Este processo social e político foi iniciado na Europa do século XVII, quando a filantropia era utilizada como mecanismo de poder para apaziguar os pobres revoltosos e construir a emergente sociedade liberal e capitalista. No Brasil, desde o século XIX a política da infância serviu como bandeira e ferramenta utilizada pela burguesia nacional na construção de um país “civilizado” e de “moral elevada”, transferindo para as crianças, como grupo social, a esperança de um país melhor.

Ao longo da história nacional este processo recebeu contornos característicos da nossa cultura política como o paternalismo e o autoritarismo.

No discurso oficial, as crianças e os adolescentes “abandonados” representavam um perigo “real” à nação em desenvolvimento. Eram, por sua vez, fruto de famílias desajustadas, “viciosas”, “avessos ao trabalho” e aos “males” que colocavam a sociedade que se industrializava e que tinha o trabalho como princípio moral superior. Mas, esta história de autoritarismo conheceu alguns períodos de enfraquecimento e de proposta de uma construção de uma nova história de cidadania e democracia.

Na verdade, era um grito que ecoava das ruas, das praças. Um grito daqueles que até então eram tratados como “menores”, como objetos e não como sujeitos de direitos.

Este grito criou no interior deste Estado autoritário, mas por hora democratizado, mecanismos como o Conselho Tutelar que, composto por representantes da comunidade escolhidos de forma popular, aposta na capacidade de autodeterminação do povo, isto é, acreditava que este novo jeito de fazer política que carregava em si uma dimensão pedagógica e democrática. Este novo mecanismo deve atuar sempre que o Estado, a família e a sociedade colocam em risco o novo direito.

Porém, no “meio do caminho” algumas coisas mudaram. Se antes o Estado estava disposto a reconhecer direitos e construir políticas públicas, agora, tendo em vista a adoção de políticas neoliberais, passou a cortar os direitos não só dos “vadios” como fazia antes, mas até mesmo dos trabalhadores.

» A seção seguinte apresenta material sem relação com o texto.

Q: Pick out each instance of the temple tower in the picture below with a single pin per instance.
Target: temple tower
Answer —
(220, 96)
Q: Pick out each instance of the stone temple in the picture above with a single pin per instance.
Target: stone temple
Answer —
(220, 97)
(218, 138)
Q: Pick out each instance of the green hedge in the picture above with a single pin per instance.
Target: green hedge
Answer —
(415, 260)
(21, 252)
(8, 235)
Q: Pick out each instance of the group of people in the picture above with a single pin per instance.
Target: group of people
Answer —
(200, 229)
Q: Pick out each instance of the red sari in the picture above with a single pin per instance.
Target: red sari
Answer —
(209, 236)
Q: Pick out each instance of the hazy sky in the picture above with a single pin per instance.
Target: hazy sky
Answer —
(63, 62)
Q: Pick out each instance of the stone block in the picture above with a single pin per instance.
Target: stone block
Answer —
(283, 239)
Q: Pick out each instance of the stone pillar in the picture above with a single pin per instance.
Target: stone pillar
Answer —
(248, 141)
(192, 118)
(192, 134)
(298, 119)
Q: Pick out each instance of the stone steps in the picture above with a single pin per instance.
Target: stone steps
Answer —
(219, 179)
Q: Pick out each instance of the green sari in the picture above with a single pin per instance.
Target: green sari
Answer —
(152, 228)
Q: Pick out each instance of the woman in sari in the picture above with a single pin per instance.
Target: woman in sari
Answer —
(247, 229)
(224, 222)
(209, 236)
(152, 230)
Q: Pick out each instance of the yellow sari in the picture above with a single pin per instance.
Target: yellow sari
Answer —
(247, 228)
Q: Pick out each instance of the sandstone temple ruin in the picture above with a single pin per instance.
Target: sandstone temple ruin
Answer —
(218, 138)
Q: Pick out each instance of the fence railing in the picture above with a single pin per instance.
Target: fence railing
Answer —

Neste novo cenário, os Conselhos Tutelares tiveram suas atribuições deturpadas transformando-o, quando em muito, num órgão de “atendimento das queixas sociais”. Assim, o Conselho Tutelar deixa de cumprir suas funções de fiscalização, controle e assessoramento do Estado e passa a ser apenas uma porta de entrada para a população na rede de atendimento. Minimizando, assim, as suas atribuições na relação com o Estado e fortalecendo-se como uma espécie de agência das famílias. Atrelado a isto, o Conselho Tutelar afasta-se daquele que foi sua matriz e que deveria, portanto, ser seu maior parceiro: os movimentos sociais.

Se no final dos anos 80, existiu um forte movimento social com base social para a criação de leis de proteção à infância, hoje, assistimos a um esfriamento do movimento social, uma adoração ao Estado mínimo e um esvaziamento do debate na mídia que, por vezes, encampa uma verdadeira campanha em favor da privação do direito dos adolescentes, como no caso lei aprovada ontem pela câmara de vereadores de Blumenau.

A nova Lei, aprovada ontem pela câmara de vereadores não é uma novidade e muito menos representa uma medida de proteção à criança e do adolescente. Além se segregar adolescentes pobres, pode transformar de vez um instrumento democrático de garantia de direito em um órgão de controle de condutas individuais.

1 Comentário

  1. Brilhante artigo caro articulista!

    Pena que para a maioria dos vereadores, todo o brilhantismo dessa resenha histórica e conceituação atual do assunto, seja o mesmo que “DAR PEROLA AOS PORCOS” no bem descrito em MATEUS 6, do qual o vereador da proposição e outros “vomitadores” de textos biblicos deveriam conhecer melhor.